Later, you can avoid having the secret specified in every single job specification by adding it in the parent yaml specification instead. For more details, you can take a look here.
Now the job specification has been prepared, lets try to add it to the server by running this command:
$ optimus job replace-all --verbose
> Validating namespaces
validation finished!
> Replacing all jobs for namespaces [sample_namespace]
> Receiving responses:
[sample_namespace] received 1 job specs
[sample_namespace] found 1 new, 0 modified, and 0 deleted job specs
[sample_namespace] processing job job1
[sample_namespace] successfully added 1 jobs
replace all job specifications finished!
Above command will try to add/modify all job specifications found in your project.
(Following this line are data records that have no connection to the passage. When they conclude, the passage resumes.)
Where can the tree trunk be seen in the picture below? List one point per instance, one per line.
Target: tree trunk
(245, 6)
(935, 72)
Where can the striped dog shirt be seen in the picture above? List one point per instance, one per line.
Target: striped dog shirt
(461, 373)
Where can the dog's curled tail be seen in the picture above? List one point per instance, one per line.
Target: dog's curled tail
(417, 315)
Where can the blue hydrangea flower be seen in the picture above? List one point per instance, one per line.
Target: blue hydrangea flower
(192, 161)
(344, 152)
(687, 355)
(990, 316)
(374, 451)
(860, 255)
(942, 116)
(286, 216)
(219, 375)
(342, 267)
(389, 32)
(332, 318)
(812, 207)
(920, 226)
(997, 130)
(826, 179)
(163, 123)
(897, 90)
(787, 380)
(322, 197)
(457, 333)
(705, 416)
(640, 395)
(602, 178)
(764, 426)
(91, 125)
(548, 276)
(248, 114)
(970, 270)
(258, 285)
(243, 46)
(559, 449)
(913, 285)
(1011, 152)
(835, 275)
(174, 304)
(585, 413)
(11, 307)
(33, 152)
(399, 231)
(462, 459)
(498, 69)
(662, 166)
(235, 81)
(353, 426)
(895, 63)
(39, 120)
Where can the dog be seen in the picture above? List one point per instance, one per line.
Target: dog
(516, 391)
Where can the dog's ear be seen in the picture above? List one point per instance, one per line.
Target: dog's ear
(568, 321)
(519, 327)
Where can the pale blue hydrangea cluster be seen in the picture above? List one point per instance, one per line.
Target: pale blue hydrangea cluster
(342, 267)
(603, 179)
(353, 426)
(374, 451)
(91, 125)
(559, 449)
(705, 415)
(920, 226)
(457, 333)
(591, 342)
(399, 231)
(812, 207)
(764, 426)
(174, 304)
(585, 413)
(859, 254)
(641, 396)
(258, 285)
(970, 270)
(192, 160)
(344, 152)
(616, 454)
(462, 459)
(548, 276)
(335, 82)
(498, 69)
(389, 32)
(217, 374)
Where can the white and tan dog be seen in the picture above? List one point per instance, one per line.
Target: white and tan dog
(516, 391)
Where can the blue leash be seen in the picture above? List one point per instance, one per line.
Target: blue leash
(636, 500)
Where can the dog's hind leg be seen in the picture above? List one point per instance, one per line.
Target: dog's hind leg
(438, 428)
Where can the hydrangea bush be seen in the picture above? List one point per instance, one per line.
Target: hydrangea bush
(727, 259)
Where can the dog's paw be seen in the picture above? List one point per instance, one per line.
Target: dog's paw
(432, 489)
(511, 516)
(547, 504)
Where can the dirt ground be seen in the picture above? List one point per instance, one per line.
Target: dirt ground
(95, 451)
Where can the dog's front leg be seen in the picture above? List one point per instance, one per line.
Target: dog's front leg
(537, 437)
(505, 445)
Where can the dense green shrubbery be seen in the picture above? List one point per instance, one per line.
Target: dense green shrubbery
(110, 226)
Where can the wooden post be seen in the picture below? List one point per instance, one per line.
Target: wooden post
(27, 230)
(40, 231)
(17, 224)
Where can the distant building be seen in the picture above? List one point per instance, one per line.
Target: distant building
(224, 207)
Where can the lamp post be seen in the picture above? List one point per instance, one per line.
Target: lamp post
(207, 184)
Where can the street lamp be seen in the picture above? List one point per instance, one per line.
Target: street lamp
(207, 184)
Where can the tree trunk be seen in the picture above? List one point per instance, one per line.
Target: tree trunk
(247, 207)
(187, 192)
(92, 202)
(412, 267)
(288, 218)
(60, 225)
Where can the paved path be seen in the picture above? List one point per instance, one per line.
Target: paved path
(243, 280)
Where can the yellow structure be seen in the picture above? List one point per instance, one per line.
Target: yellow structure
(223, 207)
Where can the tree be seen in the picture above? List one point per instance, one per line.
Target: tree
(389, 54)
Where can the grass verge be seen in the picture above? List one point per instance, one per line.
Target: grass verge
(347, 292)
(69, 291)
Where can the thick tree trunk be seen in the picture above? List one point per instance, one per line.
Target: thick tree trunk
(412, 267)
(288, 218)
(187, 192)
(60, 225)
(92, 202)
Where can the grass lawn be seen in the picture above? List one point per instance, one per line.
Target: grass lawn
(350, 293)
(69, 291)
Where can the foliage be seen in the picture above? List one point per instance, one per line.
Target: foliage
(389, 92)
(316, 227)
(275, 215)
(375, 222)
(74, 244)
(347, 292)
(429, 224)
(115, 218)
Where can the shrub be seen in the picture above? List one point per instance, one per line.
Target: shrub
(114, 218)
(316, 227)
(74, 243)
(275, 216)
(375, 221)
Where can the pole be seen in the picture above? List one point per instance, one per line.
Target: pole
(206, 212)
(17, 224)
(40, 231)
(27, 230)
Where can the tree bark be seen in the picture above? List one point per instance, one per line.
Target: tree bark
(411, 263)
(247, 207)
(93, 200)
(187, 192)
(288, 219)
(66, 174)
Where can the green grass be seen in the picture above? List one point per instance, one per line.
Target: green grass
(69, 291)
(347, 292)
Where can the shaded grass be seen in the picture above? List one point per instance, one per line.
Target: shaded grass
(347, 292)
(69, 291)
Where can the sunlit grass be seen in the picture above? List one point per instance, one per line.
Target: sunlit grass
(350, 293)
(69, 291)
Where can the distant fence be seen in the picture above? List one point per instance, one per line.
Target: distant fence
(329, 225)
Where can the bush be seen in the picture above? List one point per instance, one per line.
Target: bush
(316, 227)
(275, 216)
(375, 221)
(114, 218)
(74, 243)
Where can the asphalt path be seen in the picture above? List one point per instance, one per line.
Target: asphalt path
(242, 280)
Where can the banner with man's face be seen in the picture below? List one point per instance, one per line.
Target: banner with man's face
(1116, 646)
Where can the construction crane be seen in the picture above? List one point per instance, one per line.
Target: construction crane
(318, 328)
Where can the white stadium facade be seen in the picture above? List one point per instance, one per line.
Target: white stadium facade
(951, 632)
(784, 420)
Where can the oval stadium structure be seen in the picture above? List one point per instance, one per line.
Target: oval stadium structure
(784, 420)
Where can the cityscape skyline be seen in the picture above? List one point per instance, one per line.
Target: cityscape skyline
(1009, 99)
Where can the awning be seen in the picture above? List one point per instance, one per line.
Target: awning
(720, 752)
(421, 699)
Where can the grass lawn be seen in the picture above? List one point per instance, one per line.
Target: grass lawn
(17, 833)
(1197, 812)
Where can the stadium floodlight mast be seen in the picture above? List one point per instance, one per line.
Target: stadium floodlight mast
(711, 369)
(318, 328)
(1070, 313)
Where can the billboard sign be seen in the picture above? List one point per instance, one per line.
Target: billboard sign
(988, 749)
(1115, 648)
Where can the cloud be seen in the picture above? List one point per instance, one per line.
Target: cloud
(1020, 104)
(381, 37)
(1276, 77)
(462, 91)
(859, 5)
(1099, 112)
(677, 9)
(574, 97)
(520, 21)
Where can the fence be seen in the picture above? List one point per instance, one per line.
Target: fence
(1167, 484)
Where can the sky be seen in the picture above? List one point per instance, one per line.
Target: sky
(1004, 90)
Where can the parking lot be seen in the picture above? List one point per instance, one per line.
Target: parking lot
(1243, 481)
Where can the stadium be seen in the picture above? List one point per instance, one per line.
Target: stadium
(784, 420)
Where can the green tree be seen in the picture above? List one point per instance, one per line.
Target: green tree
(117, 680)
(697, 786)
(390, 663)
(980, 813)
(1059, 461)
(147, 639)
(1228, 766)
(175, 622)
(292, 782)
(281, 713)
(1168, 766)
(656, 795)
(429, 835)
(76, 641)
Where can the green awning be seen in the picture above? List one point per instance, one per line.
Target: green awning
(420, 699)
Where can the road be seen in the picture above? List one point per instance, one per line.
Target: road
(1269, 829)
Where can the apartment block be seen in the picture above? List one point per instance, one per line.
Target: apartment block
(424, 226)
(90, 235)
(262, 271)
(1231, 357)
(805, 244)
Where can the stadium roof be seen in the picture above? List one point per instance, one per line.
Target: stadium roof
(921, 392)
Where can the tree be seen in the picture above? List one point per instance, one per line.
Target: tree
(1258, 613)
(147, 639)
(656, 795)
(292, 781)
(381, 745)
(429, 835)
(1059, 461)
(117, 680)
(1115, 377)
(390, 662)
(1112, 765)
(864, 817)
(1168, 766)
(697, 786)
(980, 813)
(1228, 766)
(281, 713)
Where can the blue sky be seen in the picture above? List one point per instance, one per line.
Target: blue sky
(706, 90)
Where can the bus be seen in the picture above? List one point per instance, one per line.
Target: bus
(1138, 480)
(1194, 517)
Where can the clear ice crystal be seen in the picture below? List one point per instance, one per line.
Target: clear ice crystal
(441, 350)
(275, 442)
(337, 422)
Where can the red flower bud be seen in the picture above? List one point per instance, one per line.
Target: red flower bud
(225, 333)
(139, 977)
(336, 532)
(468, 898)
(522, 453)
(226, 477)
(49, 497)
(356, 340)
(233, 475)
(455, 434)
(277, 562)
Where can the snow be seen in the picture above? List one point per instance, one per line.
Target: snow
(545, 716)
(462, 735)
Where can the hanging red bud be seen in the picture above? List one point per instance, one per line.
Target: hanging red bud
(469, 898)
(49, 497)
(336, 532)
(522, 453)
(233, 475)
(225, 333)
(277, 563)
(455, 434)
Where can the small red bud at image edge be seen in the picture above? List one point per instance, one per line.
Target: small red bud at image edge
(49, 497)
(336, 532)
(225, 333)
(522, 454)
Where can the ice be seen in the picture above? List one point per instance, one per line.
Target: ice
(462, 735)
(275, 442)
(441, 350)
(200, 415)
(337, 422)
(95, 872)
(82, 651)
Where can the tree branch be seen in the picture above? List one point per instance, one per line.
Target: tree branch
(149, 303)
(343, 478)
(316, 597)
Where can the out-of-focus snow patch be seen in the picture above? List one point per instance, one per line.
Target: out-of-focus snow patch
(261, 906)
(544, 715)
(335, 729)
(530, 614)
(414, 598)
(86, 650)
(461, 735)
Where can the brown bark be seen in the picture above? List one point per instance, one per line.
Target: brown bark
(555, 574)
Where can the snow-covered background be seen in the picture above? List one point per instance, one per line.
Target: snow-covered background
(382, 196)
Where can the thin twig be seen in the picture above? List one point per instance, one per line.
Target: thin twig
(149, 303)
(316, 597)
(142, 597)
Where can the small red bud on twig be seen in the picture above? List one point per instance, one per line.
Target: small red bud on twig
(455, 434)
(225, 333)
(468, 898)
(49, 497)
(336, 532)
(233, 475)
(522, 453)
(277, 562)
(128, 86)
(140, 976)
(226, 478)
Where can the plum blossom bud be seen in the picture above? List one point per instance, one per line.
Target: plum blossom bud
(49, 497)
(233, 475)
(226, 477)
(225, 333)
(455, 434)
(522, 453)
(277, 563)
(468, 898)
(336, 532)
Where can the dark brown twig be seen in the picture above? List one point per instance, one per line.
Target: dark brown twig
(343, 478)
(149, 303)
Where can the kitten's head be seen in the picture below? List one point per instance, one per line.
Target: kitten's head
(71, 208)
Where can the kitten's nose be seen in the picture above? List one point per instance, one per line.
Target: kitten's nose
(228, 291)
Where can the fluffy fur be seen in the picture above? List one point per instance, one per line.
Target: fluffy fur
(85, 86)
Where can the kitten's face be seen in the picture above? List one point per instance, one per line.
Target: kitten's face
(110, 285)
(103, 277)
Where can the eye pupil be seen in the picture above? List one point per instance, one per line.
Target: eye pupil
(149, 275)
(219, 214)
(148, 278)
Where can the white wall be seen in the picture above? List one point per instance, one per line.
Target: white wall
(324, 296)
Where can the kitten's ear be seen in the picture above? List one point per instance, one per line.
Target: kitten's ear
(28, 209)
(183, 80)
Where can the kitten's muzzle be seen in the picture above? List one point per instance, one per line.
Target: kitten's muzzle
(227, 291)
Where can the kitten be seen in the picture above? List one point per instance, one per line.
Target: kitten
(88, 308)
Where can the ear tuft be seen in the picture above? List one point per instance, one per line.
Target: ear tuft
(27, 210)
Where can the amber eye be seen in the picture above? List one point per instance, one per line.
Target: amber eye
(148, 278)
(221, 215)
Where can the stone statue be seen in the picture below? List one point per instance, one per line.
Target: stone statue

We are not providing registering a single job through Optimus CLI, but it is possible to do so using API.
Now that the jobs has been registered to Optimus, let’s compile and upload it to the scheduler by using the following command.
$ optimus scheduler upload-all
The command will try to compile your job specification to the DAG file. The result will be stored in the storage_path
location as you have specified when configuring the optimus.yaml file.
Later, once you have Airflow ready and want to try out, this directory can be used as a source to be scheduled by Airflow.